More dogs and border staff to keep out pests
Twenty-four new biosecurity detector dog teams (dog and handler) graduated from their training today – the biggest ever boost to the Ministry for Primary Industries’ sniffing force for stopping dangerous pests from entering New Zealand.
“The new dog teams will give us capacity to screen all arriving international flights for biosecurity risk goods,” says Steve Gilbert, MPI Border Clearance Services Director.
“They will also ensure we can make greater use of dog teams to greet international cruise ship passengers at regional ports.

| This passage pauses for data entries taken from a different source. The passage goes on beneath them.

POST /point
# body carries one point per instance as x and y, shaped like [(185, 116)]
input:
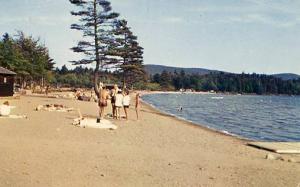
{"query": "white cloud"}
[(40, 20), (173, 19)]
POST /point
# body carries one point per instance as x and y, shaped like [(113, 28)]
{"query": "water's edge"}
[(195, 124)]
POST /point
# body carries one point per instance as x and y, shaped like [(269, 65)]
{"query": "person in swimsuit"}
[(119, 104), (137, 105), (113, 94), (126, 103), (103, 101)]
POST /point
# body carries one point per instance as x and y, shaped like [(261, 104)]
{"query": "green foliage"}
[(25, 56), (96, 23)]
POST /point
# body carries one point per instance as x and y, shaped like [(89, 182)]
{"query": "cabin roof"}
[(4, 71)]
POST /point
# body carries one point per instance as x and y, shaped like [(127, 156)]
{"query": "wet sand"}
[(158, 150)]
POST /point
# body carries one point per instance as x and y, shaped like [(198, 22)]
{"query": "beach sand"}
[(159, 150)]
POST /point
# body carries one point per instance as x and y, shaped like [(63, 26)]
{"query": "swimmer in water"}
[(180, 109)]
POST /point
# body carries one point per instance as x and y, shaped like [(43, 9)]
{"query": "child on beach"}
[(119, 103), (126, 103), (137, 103), (5, 109), (113, 94)]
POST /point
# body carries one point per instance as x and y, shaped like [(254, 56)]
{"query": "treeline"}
[(83, 77), (27, 57), (226, 82)]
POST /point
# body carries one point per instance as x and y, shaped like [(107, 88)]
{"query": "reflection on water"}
[(267, 118)]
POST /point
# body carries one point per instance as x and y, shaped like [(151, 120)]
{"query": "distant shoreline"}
[(194, 124)]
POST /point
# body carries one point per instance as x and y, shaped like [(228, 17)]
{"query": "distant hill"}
[(287, 76), (154, 69)]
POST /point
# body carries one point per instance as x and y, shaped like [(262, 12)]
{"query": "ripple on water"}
[(271, 118)]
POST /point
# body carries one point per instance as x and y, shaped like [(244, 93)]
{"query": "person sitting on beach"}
[(126, 103), (137, 104), (103, 100), (5, 109), (119, 103)]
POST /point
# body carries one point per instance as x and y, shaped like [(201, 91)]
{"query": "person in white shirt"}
[(126, 103), (119, 103), (5, 109)]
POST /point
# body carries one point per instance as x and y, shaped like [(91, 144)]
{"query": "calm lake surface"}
[(264, 118)]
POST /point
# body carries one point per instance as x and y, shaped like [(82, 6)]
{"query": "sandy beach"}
[(158, 150)]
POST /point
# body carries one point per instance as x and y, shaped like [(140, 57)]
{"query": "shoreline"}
[(157, 150), (191, 123)]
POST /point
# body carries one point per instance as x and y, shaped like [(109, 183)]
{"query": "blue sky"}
[(260, 36)]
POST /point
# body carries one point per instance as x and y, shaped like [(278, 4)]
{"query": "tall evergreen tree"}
[(96, 22), (131, 53)]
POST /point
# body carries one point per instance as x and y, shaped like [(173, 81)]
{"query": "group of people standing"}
[(119, 99)]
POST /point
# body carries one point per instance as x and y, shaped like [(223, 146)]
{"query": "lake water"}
[(264, 118)]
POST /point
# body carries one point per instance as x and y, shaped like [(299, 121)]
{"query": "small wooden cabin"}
[(6, 82)]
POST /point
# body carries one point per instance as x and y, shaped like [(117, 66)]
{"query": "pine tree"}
[(96, 22), (130, 52)]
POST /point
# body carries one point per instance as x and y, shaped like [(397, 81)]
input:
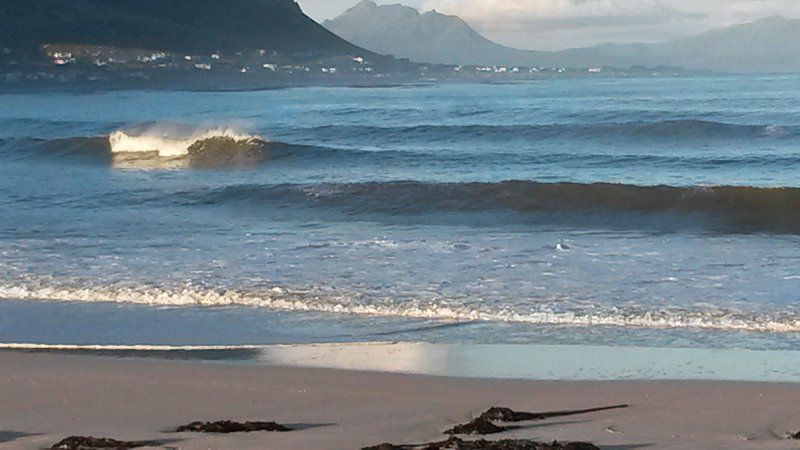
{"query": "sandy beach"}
[(45, 397)]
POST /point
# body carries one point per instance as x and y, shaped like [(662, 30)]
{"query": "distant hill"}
[(767, 45), (171, 25), (431, 37)]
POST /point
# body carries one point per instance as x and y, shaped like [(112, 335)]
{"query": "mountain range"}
[(771, 44), (170, 25)]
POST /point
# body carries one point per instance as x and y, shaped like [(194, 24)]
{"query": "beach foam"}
[(547, 313)]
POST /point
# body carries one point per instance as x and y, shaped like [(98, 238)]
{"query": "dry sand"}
[(46, 397)]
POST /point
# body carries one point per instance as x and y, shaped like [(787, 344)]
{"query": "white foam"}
[(289, 300), (170, 143)]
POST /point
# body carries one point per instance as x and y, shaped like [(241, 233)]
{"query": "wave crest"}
[(168, 143), (289, 300)]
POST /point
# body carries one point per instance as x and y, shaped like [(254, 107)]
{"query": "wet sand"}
[(46, 397)]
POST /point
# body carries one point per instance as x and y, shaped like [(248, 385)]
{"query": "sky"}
[(559, 24)]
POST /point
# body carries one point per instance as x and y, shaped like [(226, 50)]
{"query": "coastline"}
[(46, 397)]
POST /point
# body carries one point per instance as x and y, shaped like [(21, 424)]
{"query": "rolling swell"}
[(730, 209), (658, 130)]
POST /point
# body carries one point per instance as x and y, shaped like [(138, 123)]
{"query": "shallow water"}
[(388, 214)]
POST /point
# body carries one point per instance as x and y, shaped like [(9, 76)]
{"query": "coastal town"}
[(102, 65)]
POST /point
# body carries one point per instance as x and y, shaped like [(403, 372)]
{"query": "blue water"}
[(648, 212)]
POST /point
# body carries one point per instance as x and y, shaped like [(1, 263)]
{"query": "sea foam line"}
[(287, 300), (170, 145)]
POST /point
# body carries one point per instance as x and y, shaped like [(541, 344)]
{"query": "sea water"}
[(647, 212)]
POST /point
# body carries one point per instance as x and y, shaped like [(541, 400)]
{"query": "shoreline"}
[(47, 397), (478, 361)]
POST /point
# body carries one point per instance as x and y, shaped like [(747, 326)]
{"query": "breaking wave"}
[(170, 142), (289, 300)]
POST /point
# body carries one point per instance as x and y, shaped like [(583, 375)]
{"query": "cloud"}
[(556, 24)]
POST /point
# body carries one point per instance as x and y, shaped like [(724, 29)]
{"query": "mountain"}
[(771, 44), (431, 37), (170, 25)]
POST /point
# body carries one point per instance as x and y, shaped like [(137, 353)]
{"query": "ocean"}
[(647, 212)]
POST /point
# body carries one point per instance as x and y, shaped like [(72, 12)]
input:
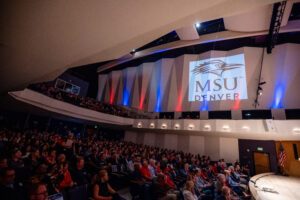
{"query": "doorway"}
[(261, 162)]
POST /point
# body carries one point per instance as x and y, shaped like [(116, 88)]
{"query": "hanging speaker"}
[(295, 151)]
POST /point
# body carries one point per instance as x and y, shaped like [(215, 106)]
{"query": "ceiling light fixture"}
[(198, 24)]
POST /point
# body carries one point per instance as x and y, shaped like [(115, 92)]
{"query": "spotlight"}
[(133, 51), (262, 83)]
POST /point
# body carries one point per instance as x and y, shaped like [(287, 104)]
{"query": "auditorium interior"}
[(150, 100)]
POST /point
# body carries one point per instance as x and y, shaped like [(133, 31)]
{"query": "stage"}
[(269, 186)]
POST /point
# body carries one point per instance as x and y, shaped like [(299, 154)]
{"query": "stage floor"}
[(269, 186)]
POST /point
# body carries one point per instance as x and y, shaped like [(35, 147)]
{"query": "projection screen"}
[(217, 79)]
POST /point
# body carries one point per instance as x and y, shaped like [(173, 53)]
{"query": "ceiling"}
[(41, 39)]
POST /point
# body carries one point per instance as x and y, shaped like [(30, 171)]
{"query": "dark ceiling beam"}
[(277, 15)]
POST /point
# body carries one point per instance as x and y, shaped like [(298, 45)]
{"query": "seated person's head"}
[(189, 185), (221, 178), (3, 162), (17, 154), (161, 178), (80, 163), (231, 169), (7, 176), (103, 175), (186, 166), (226, 191), (38, 191), (137, 167)]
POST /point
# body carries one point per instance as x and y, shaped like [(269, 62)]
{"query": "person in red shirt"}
[(145, 170)]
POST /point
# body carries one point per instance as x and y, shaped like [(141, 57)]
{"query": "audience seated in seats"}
[(102, 190), (9, 188), (38, 191), (47, 156), (65, 177), (226, 194), (162, 190), (78, 173), (189, 192)]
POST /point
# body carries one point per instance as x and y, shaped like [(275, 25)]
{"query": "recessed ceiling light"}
[(198, 24)]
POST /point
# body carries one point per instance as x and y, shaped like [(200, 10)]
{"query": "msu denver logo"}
[(216, 67)]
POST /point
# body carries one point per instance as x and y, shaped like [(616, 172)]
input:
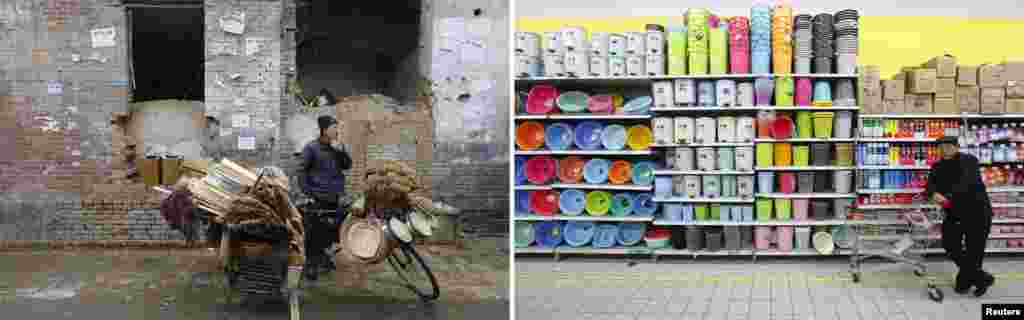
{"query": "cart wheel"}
[(935, 293)]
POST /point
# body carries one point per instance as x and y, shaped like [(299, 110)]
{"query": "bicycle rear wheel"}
[(411, 268)]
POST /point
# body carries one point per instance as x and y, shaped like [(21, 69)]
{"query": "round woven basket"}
[(366, 241)]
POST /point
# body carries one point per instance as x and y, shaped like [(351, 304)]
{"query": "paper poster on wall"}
[(103, 37), (233, 23)]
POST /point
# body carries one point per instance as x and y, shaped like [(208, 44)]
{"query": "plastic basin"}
[(596, 170), (588, 135), (613, 136), (541, 169), (571, 201), (558, 136), (529, 135)]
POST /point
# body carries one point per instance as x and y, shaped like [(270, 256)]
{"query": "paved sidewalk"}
[(728, 289)]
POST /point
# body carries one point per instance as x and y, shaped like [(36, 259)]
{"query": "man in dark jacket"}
[(322, 177), (954, 184)]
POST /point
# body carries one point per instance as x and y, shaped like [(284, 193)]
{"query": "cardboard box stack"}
[(941, 86)]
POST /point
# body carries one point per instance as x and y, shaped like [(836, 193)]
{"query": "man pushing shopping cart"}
[(954, 184)]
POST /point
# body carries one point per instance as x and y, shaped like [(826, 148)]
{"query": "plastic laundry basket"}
[(579, 234), (783, 209), (823, 124), (764, 209)]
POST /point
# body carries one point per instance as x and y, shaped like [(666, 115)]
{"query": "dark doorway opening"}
[(167, 49)]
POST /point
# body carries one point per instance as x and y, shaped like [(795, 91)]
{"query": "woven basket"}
[(366, 241)]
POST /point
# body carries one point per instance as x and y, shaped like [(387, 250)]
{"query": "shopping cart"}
[(912, 237)]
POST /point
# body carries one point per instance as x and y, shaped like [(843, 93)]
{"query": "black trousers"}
[(965, 241)]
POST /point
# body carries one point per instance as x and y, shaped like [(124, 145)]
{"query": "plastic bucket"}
[(588, 135), (529, 135), (764, 209), (631, 234), (643, 173), (572, 102), (596, 170), (801, 155), (639, 137), (601, 104), (541, 99), (784, 238), (763, 237), (622, 204), (558, 136), (541, 169), (783, 154), (800, 207), (783, 209), (578, 234), (571, 201), (598, 202), (548, 234), (570, 169), (844, 124), (823, 124), (766, 182), (805, 124), (843, 181), (523, 234), (620, 172), (644, 205), (605, 236), (544, 202), (764, 154), (787, 183)]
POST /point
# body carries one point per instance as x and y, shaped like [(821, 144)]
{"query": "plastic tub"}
[(578, 234), (596, 170), (823, 124), (800, 207), (622, 204), (783, 209), (571, 201), (572, 102), (523, 234), (588, 135), (643, 173), (613, 136), (764, 209), (766, 182), (558, 136), (541, 99), (639, 137), (620, 172), (540, 169), (644, 205), (544, 202), (548, 234), (598, 202), (782, 154), (529, 135), (570, 169), (631, 234)]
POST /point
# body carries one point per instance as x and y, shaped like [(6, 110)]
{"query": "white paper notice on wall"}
[(241, 120), (54, 87), (103, 37), (233, 23), (255, 45)]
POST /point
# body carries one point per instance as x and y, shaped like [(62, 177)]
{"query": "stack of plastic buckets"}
[(782, 38), (761, 37), (739, 45), (696, 46)]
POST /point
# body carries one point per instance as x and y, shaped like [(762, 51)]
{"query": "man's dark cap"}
[(326, 121)]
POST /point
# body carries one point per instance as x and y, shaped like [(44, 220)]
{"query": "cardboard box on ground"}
[(364, 121)]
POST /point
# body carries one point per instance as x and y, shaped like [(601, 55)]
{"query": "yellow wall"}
[(891, 42)]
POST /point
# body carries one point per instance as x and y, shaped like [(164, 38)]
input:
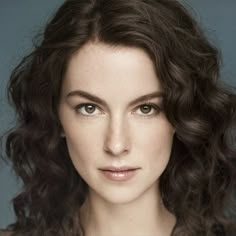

“This is the largest number of dog teams to graduate at the same time in the history of MPI or its predecessors – so it is a significant day.”
The dog handlers are among 57 frontline biosecurity staff who graduated at the ceremony at the Vodafone Event Centre in Manukau.
The ceremony included a demonstration of MPI’s new mobile x-ray machine for scanning hand baggage carried by cruise ship passengers visiting regional ports.
“The new staff, dogs and x-ray equipment are part of a MPI biosecurity ramp-up to cope with increasing passenger numbers and the heightened threat of fruit fly-host material arriving in New Zealand,” says Mr Gilbert.
“It’s been a big year for us on the biosecurity frontline following the government’s decision to increase biosecurity funding in its 2015 budget.
“We have employed nearly 90 new staff and have purchased six new x-ray machines for inspecting baggage, including the mobile equipment.
“There have also been moves to improve our targeting of passengers that pose the highest level of biosecurity risk.
“Although you can never totally eliminate the risk of an unwanted pest or disease entering New Zealand, we feel our border biosecurity defences are in good shape to deal with what is going to be a very busy summer.”